Each of the three landlord-tenant transactions at the core of this appeal involves the situation contemplated by Multiple Dwelling Law § 286 (6) (the Loft Law) that when a departing residential tenant in a building covered by the Loft Law offers landlord, on a first refusal basis, the opportunity to purchase the fixtures and improvements installed by the tenant, and landlord accepts the offer followed by payment in full. The statutory incentive for landlord to make this purchase is his ensuing ability to lease the now-vacant unit at arm’s length for a fair market value rent, unhindered by any controlling regulation. The statute provides in pertinent part as follows: "Upon purchase of such improvements by the owner, any unit subject to rent regulation solely by reason of this article and not receiving any benefits of real estate tax exemption or tax abatement, shall be exempted from the provisions of this article requiring rent regulation” (Multiple Dwelling Law § 286 [6]).
Thus, under the plain terms of the statute, deregulation of a residential unit occurs '[u]pon purchase of such improvements by the owner” and the unit "shall be exempted from the provisions of this article requiring rent regulation”. (Emphasis added.) In our view, since purchase is the definitive event for deregulation, it was beyond the power of respondent Board to defer the effective impact of the decontrolling statute to such time as landlord filed a report of the sales transaction with the Board.
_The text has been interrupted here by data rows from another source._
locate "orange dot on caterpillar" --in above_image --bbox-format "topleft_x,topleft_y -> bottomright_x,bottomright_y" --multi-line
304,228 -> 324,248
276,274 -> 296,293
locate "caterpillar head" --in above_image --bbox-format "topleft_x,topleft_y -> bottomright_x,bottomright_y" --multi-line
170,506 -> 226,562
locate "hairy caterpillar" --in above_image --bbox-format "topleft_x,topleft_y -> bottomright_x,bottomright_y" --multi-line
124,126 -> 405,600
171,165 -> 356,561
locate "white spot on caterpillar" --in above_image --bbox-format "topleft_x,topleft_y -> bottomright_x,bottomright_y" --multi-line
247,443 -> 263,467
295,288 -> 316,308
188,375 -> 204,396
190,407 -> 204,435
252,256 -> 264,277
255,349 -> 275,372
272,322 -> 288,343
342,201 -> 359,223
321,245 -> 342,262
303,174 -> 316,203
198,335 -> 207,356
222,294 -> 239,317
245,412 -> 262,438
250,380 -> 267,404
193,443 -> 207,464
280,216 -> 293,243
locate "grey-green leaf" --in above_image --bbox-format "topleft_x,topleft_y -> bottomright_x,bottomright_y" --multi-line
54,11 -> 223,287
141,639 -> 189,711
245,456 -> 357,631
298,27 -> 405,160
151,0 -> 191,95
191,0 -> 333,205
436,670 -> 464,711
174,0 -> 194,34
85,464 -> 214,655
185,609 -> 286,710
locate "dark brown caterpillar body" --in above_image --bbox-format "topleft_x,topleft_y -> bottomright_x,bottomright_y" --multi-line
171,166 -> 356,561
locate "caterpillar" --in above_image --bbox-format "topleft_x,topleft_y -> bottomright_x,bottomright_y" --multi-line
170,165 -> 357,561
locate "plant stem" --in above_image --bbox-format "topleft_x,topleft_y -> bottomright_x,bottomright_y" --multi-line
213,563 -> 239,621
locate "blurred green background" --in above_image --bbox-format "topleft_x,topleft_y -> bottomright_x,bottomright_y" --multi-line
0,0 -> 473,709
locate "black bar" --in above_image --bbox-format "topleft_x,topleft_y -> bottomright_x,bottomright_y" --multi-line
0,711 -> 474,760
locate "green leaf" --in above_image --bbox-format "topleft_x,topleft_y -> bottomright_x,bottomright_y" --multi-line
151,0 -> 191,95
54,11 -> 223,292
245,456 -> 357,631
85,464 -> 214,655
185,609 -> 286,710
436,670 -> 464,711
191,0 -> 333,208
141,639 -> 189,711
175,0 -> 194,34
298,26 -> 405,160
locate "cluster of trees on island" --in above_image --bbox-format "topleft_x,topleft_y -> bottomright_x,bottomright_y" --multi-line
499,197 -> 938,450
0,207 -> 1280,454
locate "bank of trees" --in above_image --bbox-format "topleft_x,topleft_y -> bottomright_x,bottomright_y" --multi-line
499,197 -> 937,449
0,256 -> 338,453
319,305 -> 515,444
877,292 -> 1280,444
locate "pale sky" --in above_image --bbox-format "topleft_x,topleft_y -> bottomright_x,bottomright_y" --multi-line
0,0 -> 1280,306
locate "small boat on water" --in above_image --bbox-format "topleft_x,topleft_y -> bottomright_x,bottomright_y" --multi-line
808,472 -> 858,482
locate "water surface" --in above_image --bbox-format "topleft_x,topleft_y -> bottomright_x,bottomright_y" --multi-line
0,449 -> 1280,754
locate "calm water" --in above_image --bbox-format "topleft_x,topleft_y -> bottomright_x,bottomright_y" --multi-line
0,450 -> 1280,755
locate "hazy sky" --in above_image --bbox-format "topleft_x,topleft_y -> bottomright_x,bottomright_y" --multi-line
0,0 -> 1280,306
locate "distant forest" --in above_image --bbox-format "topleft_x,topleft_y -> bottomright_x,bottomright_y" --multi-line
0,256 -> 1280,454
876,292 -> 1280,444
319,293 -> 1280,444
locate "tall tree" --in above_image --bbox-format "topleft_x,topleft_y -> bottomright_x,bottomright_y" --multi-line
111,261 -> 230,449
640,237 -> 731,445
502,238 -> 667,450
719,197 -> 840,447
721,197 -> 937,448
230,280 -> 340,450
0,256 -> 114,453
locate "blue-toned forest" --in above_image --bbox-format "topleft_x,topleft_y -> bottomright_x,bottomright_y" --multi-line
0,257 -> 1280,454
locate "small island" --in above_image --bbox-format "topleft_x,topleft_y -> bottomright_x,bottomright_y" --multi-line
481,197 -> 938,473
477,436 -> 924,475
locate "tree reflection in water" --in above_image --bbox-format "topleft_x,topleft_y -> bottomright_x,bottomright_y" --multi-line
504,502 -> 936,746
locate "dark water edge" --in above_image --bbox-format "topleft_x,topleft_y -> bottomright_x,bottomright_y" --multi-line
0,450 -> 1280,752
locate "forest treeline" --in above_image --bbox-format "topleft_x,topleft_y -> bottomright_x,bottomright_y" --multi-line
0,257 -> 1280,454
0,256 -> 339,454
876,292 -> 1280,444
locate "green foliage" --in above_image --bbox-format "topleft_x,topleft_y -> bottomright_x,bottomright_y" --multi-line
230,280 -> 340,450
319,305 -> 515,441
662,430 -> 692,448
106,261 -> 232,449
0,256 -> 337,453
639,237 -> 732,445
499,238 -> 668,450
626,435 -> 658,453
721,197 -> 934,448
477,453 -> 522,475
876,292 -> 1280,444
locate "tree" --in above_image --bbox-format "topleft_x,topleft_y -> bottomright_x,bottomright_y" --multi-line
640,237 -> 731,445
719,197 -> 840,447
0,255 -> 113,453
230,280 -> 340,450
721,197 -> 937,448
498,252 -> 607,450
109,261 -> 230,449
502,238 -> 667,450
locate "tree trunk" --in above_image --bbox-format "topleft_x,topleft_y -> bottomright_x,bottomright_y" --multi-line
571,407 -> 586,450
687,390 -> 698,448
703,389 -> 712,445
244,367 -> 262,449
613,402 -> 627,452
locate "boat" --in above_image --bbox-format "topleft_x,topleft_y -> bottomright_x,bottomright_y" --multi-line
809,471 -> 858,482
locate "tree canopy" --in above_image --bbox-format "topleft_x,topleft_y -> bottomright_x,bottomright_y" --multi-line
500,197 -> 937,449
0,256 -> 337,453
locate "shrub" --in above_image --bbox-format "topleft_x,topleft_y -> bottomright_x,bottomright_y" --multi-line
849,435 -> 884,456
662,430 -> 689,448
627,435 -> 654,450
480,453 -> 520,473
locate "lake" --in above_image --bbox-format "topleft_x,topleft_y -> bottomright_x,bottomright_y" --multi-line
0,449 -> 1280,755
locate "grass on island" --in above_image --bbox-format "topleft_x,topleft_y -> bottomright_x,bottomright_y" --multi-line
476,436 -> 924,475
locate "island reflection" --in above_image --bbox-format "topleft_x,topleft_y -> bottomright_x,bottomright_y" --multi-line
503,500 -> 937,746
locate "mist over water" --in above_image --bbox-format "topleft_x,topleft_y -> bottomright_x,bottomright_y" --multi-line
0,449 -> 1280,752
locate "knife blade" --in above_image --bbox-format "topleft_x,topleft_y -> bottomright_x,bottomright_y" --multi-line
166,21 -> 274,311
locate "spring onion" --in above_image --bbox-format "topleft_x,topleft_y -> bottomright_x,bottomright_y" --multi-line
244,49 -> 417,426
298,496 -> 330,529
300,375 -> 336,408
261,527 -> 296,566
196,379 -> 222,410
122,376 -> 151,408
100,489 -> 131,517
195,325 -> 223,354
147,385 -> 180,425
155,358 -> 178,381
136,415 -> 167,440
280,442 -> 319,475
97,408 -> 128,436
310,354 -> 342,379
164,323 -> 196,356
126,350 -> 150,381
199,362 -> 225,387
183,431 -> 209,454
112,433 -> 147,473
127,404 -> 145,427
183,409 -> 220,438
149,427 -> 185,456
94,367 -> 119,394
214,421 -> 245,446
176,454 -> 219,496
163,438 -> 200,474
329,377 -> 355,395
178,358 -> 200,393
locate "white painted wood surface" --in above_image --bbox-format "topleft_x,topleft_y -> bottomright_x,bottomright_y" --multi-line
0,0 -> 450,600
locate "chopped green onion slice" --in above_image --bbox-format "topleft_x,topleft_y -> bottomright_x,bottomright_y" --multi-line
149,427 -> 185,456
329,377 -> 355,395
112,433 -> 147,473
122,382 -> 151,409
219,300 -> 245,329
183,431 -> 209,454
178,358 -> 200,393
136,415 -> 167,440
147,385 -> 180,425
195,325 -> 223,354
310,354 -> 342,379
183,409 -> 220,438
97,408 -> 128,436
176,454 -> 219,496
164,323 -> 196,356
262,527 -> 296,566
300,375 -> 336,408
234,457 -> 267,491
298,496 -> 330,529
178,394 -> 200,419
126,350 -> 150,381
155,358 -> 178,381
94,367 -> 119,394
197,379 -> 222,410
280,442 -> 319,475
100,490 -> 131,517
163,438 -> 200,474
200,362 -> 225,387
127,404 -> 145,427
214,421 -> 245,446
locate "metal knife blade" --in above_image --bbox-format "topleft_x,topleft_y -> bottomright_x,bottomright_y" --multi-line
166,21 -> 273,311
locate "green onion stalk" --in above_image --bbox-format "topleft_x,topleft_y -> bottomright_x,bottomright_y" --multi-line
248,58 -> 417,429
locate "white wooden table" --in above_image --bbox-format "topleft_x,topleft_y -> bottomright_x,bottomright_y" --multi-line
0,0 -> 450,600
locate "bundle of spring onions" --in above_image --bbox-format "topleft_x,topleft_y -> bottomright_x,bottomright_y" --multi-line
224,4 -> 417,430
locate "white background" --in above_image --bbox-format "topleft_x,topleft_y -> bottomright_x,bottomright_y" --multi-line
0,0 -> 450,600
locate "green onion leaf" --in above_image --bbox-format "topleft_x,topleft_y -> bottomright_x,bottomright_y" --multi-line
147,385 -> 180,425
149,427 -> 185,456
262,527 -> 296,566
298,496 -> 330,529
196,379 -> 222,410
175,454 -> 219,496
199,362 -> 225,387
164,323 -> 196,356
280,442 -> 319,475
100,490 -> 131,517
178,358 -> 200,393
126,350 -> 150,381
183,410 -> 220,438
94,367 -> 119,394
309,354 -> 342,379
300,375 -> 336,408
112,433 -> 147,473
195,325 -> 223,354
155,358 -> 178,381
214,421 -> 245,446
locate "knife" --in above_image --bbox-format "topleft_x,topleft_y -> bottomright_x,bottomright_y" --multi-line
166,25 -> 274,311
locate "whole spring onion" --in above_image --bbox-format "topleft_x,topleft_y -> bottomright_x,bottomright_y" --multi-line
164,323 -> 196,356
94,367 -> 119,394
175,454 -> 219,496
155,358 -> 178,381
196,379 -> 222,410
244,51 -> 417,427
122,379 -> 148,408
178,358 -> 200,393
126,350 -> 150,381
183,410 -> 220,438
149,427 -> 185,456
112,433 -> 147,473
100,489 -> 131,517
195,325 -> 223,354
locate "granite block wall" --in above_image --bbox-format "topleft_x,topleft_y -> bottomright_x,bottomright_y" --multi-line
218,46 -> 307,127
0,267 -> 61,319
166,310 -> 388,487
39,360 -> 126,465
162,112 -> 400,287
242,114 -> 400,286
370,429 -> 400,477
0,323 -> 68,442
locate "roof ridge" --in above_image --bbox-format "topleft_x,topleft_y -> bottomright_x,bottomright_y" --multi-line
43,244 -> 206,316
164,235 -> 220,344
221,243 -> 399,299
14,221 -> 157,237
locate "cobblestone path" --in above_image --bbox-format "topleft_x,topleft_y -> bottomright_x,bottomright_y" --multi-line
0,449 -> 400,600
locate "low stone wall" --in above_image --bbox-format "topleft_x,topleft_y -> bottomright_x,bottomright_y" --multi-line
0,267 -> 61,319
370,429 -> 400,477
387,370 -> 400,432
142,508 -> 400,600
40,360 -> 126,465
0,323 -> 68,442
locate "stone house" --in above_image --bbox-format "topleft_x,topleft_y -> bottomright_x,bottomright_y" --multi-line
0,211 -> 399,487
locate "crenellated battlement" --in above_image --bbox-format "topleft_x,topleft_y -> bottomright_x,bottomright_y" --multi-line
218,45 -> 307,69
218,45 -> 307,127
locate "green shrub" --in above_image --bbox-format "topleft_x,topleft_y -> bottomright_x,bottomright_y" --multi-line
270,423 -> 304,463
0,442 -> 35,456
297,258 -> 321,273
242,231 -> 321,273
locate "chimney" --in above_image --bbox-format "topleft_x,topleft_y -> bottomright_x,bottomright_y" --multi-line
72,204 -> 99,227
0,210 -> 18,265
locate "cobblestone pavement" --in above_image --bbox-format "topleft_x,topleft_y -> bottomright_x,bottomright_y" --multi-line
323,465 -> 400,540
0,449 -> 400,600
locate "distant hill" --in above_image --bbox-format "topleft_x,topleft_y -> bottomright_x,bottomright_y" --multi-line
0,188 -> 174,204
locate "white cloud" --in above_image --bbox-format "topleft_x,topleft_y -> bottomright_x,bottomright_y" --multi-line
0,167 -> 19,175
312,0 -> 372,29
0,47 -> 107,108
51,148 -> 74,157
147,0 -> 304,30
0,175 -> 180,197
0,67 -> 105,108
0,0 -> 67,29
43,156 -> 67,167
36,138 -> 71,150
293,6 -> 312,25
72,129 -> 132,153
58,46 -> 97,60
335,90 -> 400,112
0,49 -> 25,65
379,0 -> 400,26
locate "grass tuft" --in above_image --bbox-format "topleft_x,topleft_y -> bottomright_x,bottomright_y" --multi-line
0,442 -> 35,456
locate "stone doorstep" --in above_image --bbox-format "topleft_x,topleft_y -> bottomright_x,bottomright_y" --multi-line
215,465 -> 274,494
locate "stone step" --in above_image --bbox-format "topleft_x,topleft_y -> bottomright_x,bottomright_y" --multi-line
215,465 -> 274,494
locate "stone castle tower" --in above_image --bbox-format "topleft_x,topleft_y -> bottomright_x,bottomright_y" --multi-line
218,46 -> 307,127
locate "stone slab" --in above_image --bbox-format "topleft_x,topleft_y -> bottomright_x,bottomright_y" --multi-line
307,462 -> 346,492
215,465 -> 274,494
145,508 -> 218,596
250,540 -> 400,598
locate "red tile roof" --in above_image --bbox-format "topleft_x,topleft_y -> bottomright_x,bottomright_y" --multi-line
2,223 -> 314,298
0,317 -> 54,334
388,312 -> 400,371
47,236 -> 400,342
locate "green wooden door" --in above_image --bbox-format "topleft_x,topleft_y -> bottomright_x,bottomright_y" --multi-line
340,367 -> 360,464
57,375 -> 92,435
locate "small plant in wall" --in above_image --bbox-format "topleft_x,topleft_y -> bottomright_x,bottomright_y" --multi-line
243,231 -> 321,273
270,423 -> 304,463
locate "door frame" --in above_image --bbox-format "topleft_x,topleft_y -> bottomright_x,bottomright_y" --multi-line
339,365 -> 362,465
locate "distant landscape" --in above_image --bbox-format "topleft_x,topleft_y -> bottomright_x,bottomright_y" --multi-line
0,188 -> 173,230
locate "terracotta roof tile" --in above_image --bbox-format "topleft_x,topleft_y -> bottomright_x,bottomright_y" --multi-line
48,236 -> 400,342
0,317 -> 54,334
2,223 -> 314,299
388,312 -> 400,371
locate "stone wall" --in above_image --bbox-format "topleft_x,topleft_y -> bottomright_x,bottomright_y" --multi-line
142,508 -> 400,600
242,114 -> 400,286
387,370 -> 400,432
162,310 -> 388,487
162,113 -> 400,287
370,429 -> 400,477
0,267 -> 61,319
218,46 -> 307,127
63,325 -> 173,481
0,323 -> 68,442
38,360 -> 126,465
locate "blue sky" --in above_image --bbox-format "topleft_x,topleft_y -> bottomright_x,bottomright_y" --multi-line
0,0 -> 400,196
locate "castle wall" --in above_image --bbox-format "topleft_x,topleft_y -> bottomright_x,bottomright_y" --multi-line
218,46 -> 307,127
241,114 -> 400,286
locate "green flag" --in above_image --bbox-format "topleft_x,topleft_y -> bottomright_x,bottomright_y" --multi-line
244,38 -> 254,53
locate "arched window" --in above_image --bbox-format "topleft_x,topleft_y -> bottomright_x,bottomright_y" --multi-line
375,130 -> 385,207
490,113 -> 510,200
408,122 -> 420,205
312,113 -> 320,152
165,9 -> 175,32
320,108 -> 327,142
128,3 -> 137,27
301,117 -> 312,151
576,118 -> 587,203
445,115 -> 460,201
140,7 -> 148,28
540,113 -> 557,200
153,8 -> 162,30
We would further hold that the above-cited regula*339tions promulgated by the Board, which operate to extinguish the landlord’s right to receive market rent prior to filing of a transactional report, constitute an illegal addendum to the statute which departs from its clear legislative intent.
Specifically, section VII (A) of the Loft Board Regulations states: "within 30 days of the sale of improvements * * * the owner * * * shall file a Loft Board-approved Sale Record, which provides the following information: address of IMD and location of unit; name and telephone number of incoming tenant; description of improvements conveyed; purchase price and purchaser; and rent. No rights under Article 7-C, enforceable by the Loft Board, shall be effective until such filing has been made”. (Emphasis added.)
Loft Board Regulations § III (E) contains further reference to the filing requirement as a condition precedent to decontrol.
We conclude that the emphasized portions of this regulation and the tracking reference in section III (E) constitute an impermissible contraction of the statutory command that deregulation shall occur at purchase. It is well settled that an administrative agency may only promulgate rules to implement a law as enacted; it has no authority to fashion any rule out of harmony or in conflict with the statute (Matter of Jones v Berman, 37 NY2d 42, 53). The Loft Board has no authority to add additional conditions or to impose further qualifications to an entitlement or status declared by the statute (Matter of Schenkman v Dole, 148 AD2d 116, 120-121).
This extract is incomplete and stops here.